Spinoza geeft op die manier kritiek op de fundamentele vooronderstellingen van monotheïstische godsdiensten. In dat goddelijke plan, aldus de meer transcendente, monotheïstische interpretaties, neemt de mens een aparte plaats in. De mens is het doel van de schepping. Hij heeft een morele opdracht, en zal beloond of gestraft worden voor zijn handelingen en zelfs voor zijn gedachten. God heeft de mens dan ook naar zijn evenbeeld geschapen. Spinoza analyseert echter nauwkeurig de werking van de verbeelding wanneer we menselijke kenmerken toeschrijven aan God, alsof hij een rechter, generaal, koning zou zijn. Dat klopt niet volgens Spinoza. God is ‘zijn eigen oorzaak’, en produceert voortdurend effecten. De wereld of de natuur valt dus samen met God.

Alles wat verschijnt, en alles wat bestaat, kan vanuit die logica van de oorzaken worden begrepen. Een vogel heeft dus geen vleugels om te vliegen. Neen, als een vogel vleugels heeft, kan hij vliegen. Er is geen plan of model van ‘de vogel’, waarvan de levende exemplaren een afschaduwing zijn.
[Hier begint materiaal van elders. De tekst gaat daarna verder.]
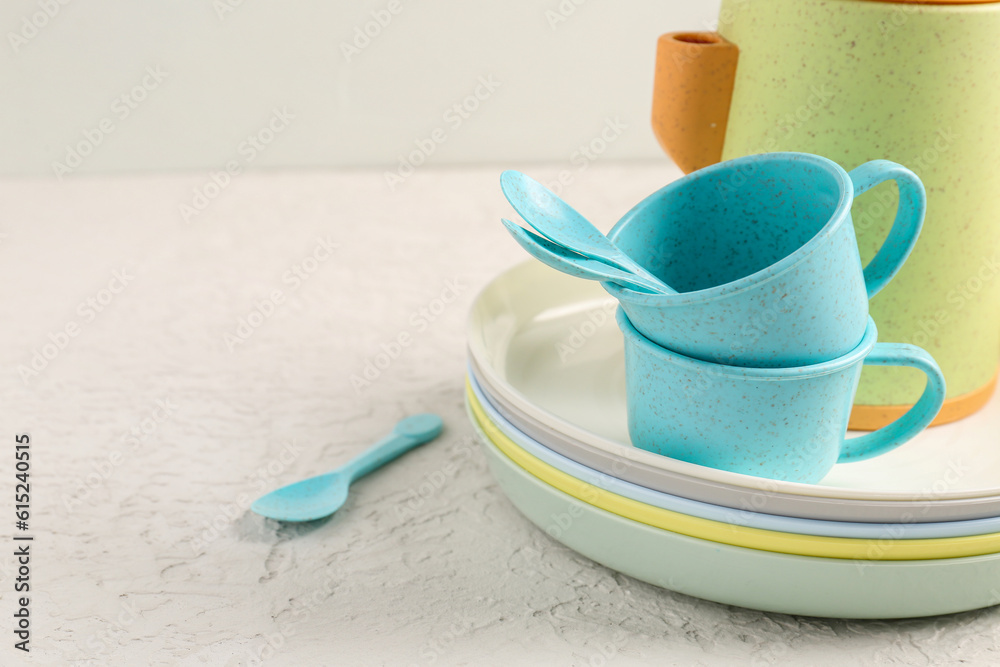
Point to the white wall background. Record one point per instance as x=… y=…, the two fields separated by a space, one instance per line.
x=564 y=67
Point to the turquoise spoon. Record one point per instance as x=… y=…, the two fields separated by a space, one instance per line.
x=563 y=225
x=320 y=496
x=570 y=263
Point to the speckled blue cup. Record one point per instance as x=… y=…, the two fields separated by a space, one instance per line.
x=780 y=423
x=763 y=252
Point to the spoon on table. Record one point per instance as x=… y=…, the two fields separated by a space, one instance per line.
x=563 y=225
x=320 y=496
x=562 y=259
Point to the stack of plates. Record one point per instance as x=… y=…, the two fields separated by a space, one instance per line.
x=915 y=532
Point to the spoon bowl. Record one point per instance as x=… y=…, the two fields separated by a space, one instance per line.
x=561 y=224
x=570 y=263
x=320 y=496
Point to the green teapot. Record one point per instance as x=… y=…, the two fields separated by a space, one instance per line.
x=856 y=80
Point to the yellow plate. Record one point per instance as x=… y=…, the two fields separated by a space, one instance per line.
x=725 y=533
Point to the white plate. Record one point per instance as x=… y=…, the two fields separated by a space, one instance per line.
x=548 y=344
x=827 y=587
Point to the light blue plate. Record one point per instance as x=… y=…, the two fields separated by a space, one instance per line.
x=726 y=514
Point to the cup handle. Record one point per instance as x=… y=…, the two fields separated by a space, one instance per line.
x=695 y=75
x=916 y=418
x=905 y=228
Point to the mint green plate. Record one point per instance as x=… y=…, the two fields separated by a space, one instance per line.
x=833 y=588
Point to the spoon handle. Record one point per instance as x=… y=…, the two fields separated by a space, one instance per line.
x=387 y=449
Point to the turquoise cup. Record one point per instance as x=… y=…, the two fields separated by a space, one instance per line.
x=780 y=423
x=763 y=253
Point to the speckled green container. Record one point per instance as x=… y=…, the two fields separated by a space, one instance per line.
x=917 y=84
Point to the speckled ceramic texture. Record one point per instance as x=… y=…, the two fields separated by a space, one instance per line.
x=779 y=423
x=764 y=254
x=917 y=84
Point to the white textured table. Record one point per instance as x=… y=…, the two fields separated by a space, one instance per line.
x=156 y=416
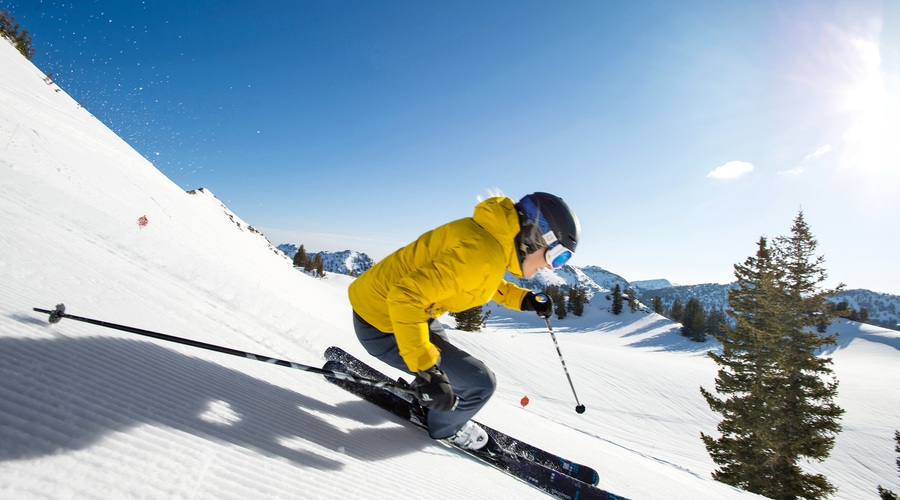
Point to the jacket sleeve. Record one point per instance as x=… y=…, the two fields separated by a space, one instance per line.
x=411 y=300
x=510 y=296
Er is dan ook geen goddelijke rechtvaardigheid, of geen norm. Integendeel, hoe meer de mens inzicht heeft in Gods substantie, hoe verder hij verwijderd raakt van de hedendaagse normen voor goed en kwaad. Rustig en systematisch gooit Spinoza het denken van de joods-christelijke traditie omver. Niet omdat hij zozeer een denker tégen een bestaand systeem is, wel omdat hij zijn eigen weg heeft naar vrijheid en geluk.

Op politiek vlak streeft hij naar democratisch bestuur, naar vrede, welvaart en wat hij ‘vroomheid’ noemt: dat ieder handelt ter goeder trouw, anderen tot nut is, en zonder haat, geweld of bedrog leeft. Spinoza viseert in zijn geschriften vaak de georganiseerde godsdienst, de fanatici, die hun geloof aan anderen willen opdringen. Zij interpreteren de goddelijke boodschap als een strijdmiddel voor politieke macht. Hun eerzucht en onverdraagzaamheid verdelen de samenleving en beknotten de burgerlijke vrijheid. Spinoza onderscheidt een juist inzicht in de aard van God, van het bijgeloof: het toekennen van verkeerde oorzaken. Wie bijvoorbeeld gelooft dat ziekte een straf is van God, heeft geen inzicht in de oorzaken van lichamelijke veranderingen. Spinoza tracht dus het wetenschappelijke denken consistent door te voeren in de filosofie.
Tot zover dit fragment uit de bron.